In the scorching heat with no hope of rain, wearing scruffy clothes, Thakur dips his brush in colours of indigo and rusty red, and glide it across the truck’s sturdy body, defining the petals of the flowers. He is explaining the movement of the paint brush to his son while songs from old Bollywood films play on his mobile phone.
Dubbed ‘folk art’
According to a research study ‘Visual Semiotics of Truck Art in India: From Art on Trucks to a Digital Art Style’, submitted by Ashima Madan to the University of Dublin, “Truck decoration is a popular and entertaining form of folk art that originated in the Indian subcontinent as trucks and lorries driven by Sikh transporters started painting a portrait of their spiritual Gurus, or the founders of the Sikh religion. The portraits were painted with the loudest of colours and crude aesthetics. Simultaneously, Muslim transporters and drivers began to paint portraits of famous Sufi saints on their trucks and lorries.”

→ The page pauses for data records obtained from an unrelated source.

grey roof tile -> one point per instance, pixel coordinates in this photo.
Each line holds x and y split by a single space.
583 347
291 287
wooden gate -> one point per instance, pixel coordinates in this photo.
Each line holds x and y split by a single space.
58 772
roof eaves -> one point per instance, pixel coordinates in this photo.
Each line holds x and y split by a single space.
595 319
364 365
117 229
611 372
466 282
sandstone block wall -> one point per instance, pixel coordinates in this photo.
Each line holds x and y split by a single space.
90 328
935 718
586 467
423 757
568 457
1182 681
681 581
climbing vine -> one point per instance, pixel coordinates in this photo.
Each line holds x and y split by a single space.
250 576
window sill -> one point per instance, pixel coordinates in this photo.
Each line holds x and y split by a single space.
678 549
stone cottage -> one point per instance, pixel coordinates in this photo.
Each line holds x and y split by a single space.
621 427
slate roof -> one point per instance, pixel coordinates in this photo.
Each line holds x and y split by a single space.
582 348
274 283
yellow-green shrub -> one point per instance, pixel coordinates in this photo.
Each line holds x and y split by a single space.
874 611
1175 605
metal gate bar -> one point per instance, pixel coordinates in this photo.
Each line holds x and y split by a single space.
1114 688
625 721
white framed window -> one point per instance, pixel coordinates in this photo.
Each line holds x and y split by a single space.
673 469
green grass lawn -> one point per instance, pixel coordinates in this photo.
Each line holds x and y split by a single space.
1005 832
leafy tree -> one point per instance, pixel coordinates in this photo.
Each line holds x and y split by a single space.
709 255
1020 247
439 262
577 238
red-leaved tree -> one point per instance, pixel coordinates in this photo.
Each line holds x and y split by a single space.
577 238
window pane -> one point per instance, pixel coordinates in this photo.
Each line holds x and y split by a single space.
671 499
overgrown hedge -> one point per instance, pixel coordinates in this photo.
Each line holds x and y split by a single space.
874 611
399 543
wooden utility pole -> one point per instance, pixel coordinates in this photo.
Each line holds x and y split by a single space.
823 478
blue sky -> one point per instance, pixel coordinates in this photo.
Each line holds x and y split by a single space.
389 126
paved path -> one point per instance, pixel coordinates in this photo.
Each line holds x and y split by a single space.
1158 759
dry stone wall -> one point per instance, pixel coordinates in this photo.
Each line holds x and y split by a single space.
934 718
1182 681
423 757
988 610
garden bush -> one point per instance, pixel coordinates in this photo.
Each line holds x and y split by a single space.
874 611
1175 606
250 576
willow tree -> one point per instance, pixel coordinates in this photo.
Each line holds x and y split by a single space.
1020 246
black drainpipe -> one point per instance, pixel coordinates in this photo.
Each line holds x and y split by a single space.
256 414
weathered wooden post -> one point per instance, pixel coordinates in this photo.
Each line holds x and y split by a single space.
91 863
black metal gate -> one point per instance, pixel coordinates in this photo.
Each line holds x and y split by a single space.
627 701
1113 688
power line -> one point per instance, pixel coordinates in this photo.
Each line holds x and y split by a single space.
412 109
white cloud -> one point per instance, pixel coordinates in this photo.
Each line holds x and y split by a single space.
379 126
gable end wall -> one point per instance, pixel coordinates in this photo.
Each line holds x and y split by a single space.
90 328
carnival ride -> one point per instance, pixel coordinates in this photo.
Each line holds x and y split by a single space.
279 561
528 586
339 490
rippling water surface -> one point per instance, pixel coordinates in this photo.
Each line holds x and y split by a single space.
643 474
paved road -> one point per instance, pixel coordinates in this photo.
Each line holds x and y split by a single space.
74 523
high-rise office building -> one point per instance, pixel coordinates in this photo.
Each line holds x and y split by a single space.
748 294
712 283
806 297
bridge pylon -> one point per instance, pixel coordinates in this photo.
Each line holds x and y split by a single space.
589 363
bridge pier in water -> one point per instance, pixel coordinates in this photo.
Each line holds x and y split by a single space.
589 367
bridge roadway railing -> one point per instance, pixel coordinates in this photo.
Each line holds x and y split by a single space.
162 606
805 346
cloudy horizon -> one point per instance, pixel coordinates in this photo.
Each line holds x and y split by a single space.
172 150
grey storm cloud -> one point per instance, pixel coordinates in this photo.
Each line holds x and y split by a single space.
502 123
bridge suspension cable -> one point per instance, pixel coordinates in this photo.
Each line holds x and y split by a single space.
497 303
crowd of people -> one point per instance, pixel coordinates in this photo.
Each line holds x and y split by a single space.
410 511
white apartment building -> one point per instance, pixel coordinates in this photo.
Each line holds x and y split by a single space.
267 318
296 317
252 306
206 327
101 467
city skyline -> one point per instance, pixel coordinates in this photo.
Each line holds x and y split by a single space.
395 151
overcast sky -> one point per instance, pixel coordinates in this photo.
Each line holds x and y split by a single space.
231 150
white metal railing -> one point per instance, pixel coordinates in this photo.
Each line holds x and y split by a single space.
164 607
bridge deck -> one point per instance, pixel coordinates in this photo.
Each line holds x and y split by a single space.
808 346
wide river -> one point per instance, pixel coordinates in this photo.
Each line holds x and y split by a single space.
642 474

Before this, in 2013, Indian scholar Shantanu Suman published his Master’s dissertation at University of Florida exploring the subject from the perspective of design and culture. He went on to create a well-researched award-winning documentary titled Horn Please that traces various components of the practice through interviews and field work.
Two coffee table books appreciating the beauty of Indian trucks and relishing the wit of the quotes on their back came out in 2014 by the same name – Horn Please: The Decorated Trucks of India by photographer Dan Eckstein, and Horn Please: Trucking in India by Pawan Jain and Divya Jain. The former is a collection of pictures while the latter is an attempt by Safexpress, a logistics company, to advocate for better policies and legal support for truckers.
Post-Covid, times have changed drastically. Very few truckers come to get their trucks painted as readymade stickers can be bought off the shelf. Prabhjot Kaur, 46, an artist by profession who has no work these days, sits on a platform outside a garage in Pushpa Vihar bemoaning the end of what was once a flourishing art form.
“Over the last few years, pre-painted trucks and DIY stickers, which make for a cheaper alternative, hit the market. There’s rarely any work now. I plan to go back to my village in Uttar Pradesh next week. At least I would have enough to eat there!”
Similarly, Naveen Kumar at Maidangarhi bus stand, is staring at passersby in a sullen mood. He says, “New technology has made things simpler for the people and harder for us. My father and forefathers had his own transport business. I grew up looking at them painting trucks, it was such a delight back then. But in the past five years, we have struggled the most. We don’t have work. Hardly, a trucker or two comes a day to get their vehicles painted. I see these stickers growing popular among truckers. I wish those days would come back.”